7. There are a lot of kidney and liver problems in our family; could this be related to the Refinery?

Genetic factors may contribute to a family's predisposition toward some diseases. If there is a family history of a medical condition, routine screening examinations can result in the detection of some diseases at early stages when treatment is most likely to be successful. Outside of the workplace, cases of disease or cancer believed to be caused by exposure to chemicals in the environment are very few in number. Exposure to the type of contamination found at the Refinery is not likely the cause of kidney and liver disease among your family members.

8. Were fish from the Embarras River sampled and analyzed for contamination and is it safe to eat fish from the river?

IDPH is not aware of any laboratory analysis of fish samples collected from the Embarras River, so we cannot speculate on the safety of eating fish from the Embarras River. PAHs can build up in fish over time.

When properly prepared, fish can provide many health benefits. The fat of the fish is where most of the contaminants are stored. You can reduce the amount of any contaminants in a fish meal by properly trimming, skinning, and cooking the fish. Remove the skin and trim all the fat from the belly flap, the line along the sides of the fish, the fat along the back, and under the skin. Broil, grill, or bake the trimmed, skinned fish on a rack so the fat drips away. Do not use the drippings to prepare broth, sauce, chowder, or soup. Choose smaller fish to keep for a meal because as fish grow older, they develop a higher overall body fat content. By choosing to eat smaller fish, exposure to contaminants is reduced.

9. Has something hazardous from the Refinery been dumped at the Lawrenceville sewage treatment plant causing foul odors? How long may this last?

The contractor doing the demolition work at the Refinery obtained a permit from Illinois EPA to dispose of approximately 1 million gallons of caustic water from tanks at the Refinery. The material was to be trucked to the storage lagoon at the Lawrenceville sewage treatment plant, fed through the mechanical plant for treatment, and then discharged. A maximum of 25,000 gallons per day were permitted to be taken to the plant until all the caustic water was completely removed from the Refinery. After numerous citizen complaints and two fish kills, the city stopped accepting the material. Based on the permit application, the odorous component of the caustic water included ammonia. The material had a caustic pH of 11, which can cause skin irritation touched or burn the eyes or mouth if it comes into contact with the eyes or mouth.

In May 1999, Illinois EPA used an air sampling screening instrument to detection organic contaminants. At that time, no contaminants were measured above detection limits. We can often smell contaminants at levels much lower than they can be measured. Ammonia has a very pungent, irritating smell, and if present at low levels, some people might be able to smell it. Some individuals, such as those suffering from asthma or other respiratory conditions, may be especially sensitive to odors. Because the odor is intermittent, depending on such things as weather and wind direction, remaining inside when odors are noticeable may alleviate symptoms.

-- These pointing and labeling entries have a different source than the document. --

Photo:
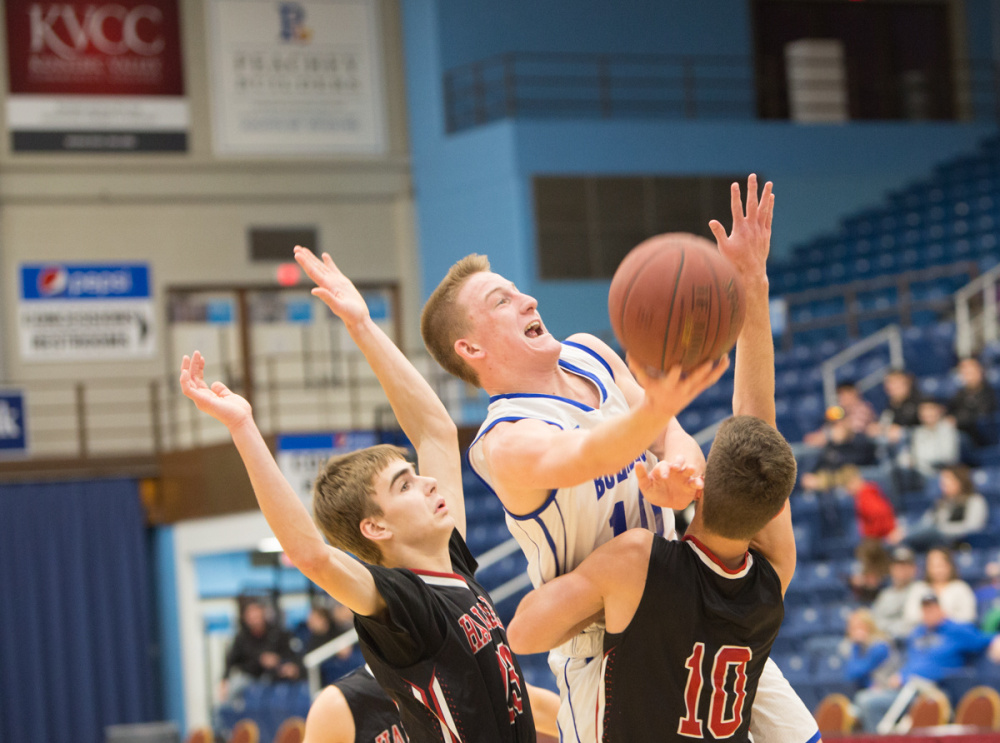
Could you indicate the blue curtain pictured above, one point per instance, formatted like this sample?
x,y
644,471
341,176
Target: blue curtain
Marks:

Illinois EPA is continuing to investigate the source of the odor and whether unpermitted material was improperly taken to the sewage treatment plant. Odors should subside as the city treats and properly discharges the material at the treatment plant.


IDPH and the Agency for Toxic Substances and Disease Registry (ATSDR) recognize that children are especially sensitive to some contaminants. For this reason, IDPH includes children when evaluating exposures to contaminants. Children are the most sensitive population considered in this health assessment because they may have more exposure than adults because of their hand-to-mouth play habits.